The 2½ hour Milford Sound cruise to the Tasman Sea was breathtaking. Our boat with a capacity of 90, held no more than 20. The captain took us against limestone cliffs containing huge blotches of green (embedded copper) and long streaks of bright gold (compressed quartz?) . . . within the spray of waterfalls . . . and alongside basking (protected) fur seals. Scenery was spectacular. While the town of Te Anau gets perhaps 50 inches of rain annually, Milford – almost 75 miles away – gets closer to 280 inches! This is temperate rain forest and one of the wettest places on earth.
Fiordland National Park lies next to the boundary of the Australian and Pacific tectonic plates. It is the Pacific plate being heaved up that forms the Southern Alps. Glacial valleys like Milford Sound abound. Milford is actually a fiord . . . an ice-carved valley, typically narrow and steep sided, that is flooded by sea water after a glacier retreats. A sound, in contrast, is a river valley flooded by rising sea levels or sinking land. At Milford the top 7-10 feet is fresh water, stained dark by tannins, while salt water lies below. As a result, marine life here is unique.
The only mammal native to NZ is a species of bat. European settlers imported rats, stoats and especially possums (native to Australia) that have become major pests. Today the possums number in the millions. We saw plenty of evidence that they don’t always make it across the road.
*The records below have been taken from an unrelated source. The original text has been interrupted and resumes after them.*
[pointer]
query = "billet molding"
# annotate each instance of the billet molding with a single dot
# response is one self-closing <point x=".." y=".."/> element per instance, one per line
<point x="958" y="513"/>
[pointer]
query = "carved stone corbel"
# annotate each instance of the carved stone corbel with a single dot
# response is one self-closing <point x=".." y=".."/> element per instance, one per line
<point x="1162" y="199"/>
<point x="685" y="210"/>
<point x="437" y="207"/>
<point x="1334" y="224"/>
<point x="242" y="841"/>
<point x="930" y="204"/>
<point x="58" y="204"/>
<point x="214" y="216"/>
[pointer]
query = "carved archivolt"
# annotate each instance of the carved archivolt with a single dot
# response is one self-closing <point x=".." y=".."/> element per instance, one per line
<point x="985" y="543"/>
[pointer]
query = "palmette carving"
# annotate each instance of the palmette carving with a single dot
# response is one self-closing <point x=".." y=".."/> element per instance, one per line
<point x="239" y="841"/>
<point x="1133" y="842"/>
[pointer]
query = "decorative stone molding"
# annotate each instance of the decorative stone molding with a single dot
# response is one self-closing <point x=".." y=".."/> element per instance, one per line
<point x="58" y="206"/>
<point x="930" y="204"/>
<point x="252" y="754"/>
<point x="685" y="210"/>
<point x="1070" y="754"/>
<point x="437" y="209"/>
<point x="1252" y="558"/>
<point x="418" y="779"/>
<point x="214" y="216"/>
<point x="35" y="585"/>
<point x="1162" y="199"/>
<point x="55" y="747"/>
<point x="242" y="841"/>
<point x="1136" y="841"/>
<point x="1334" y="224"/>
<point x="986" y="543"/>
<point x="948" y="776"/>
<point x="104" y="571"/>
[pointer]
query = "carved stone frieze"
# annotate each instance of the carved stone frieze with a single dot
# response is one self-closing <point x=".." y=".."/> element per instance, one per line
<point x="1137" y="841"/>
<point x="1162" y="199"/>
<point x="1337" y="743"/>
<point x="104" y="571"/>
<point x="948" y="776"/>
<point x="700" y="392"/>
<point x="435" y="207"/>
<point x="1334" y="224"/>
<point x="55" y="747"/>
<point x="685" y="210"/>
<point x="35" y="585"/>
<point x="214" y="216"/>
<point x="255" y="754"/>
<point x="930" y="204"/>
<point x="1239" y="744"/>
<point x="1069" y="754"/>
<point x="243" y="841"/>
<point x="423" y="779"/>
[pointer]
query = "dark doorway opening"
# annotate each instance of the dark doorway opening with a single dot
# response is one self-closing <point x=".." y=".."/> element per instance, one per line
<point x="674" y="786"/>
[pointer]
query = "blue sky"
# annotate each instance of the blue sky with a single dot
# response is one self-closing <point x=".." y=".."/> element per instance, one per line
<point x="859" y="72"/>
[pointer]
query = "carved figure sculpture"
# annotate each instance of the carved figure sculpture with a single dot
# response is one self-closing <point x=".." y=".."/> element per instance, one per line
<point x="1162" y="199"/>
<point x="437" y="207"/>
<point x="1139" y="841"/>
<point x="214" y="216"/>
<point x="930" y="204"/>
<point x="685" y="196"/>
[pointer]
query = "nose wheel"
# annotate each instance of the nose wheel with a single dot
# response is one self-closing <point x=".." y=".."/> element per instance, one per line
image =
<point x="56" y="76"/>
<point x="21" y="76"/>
The historic Homer Tunnel was unusual. Started in the 1930’s, it was not completed until the 1950’s. Work was hampered by major snow melt floods, rock fractures, WW2 and frequent avalanches. Storyboards at the east entrance provided history and photos. Today a government-run avalanche patrol monitors the 40+ glaciers in the Park and forces avalanches deemed to be potential hazards.
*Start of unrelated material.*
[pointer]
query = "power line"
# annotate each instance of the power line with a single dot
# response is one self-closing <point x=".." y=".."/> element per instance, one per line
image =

Mary, our driver-guide joined us for an easy walk to a series of rapids, then dropped us a while later for a 40 minute walk in a less dense forest. A NZ robin flew to our feet and actually climbed on my boot pecking the metal eyelet. No idea why.
Clouds, drizzle/mist and cool temperatures prevailed all day except during our cruise where we had plenty of warm and sunny moments. Trips ‘n’ Trams had been an excellent choice. Had we opted to fly to Milford from Queensland for the day, as many do, we probably would have been cancelled.
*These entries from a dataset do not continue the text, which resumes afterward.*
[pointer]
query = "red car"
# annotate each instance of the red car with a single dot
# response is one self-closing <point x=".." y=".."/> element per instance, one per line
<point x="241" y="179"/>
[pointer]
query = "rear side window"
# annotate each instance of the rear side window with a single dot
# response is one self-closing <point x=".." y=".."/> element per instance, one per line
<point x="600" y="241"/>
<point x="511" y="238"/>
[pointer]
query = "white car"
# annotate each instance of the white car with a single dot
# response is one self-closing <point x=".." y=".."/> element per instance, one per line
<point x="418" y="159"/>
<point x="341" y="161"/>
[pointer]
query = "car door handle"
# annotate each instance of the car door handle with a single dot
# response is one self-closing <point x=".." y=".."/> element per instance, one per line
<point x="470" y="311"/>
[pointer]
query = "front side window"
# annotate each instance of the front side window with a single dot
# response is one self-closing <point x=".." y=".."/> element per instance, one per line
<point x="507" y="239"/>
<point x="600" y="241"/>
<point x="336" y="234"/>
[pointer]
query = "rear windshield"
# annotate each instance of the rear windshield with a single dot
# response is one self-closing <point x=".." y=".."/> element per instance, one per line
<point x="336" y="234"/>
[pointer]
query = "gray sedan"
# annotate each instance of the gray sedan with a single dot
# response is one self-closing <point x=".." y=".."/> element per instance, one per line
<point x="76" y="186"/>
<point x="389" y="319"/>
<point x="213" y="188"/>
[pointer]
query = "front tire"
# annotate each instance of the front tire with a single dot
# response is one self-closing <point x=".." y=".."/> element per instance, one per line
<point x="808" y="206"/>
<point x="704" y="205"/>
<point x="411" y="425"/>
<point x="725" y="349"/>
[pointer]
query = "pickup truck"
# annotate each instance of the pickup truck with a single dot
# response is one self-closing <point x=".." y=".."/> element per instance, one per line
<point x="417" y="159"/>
There are an enormous number of small campers on the roads here. Apparently, they offer a more economical way to sightsee than doing the hotel or B&B thing. But they go slowly and present a passing hazard as we found throughout the week.
Back in Te Anau by 6pm we grabbed sandwiches and headed back to Queenstown. The 50 mile drive at dusk along the curves of stunning Lake Wakatipu was challenging but we made good time. Chalet Queenstown B&B was no more than a brief overnight as our flight to Auckland left early the next morning.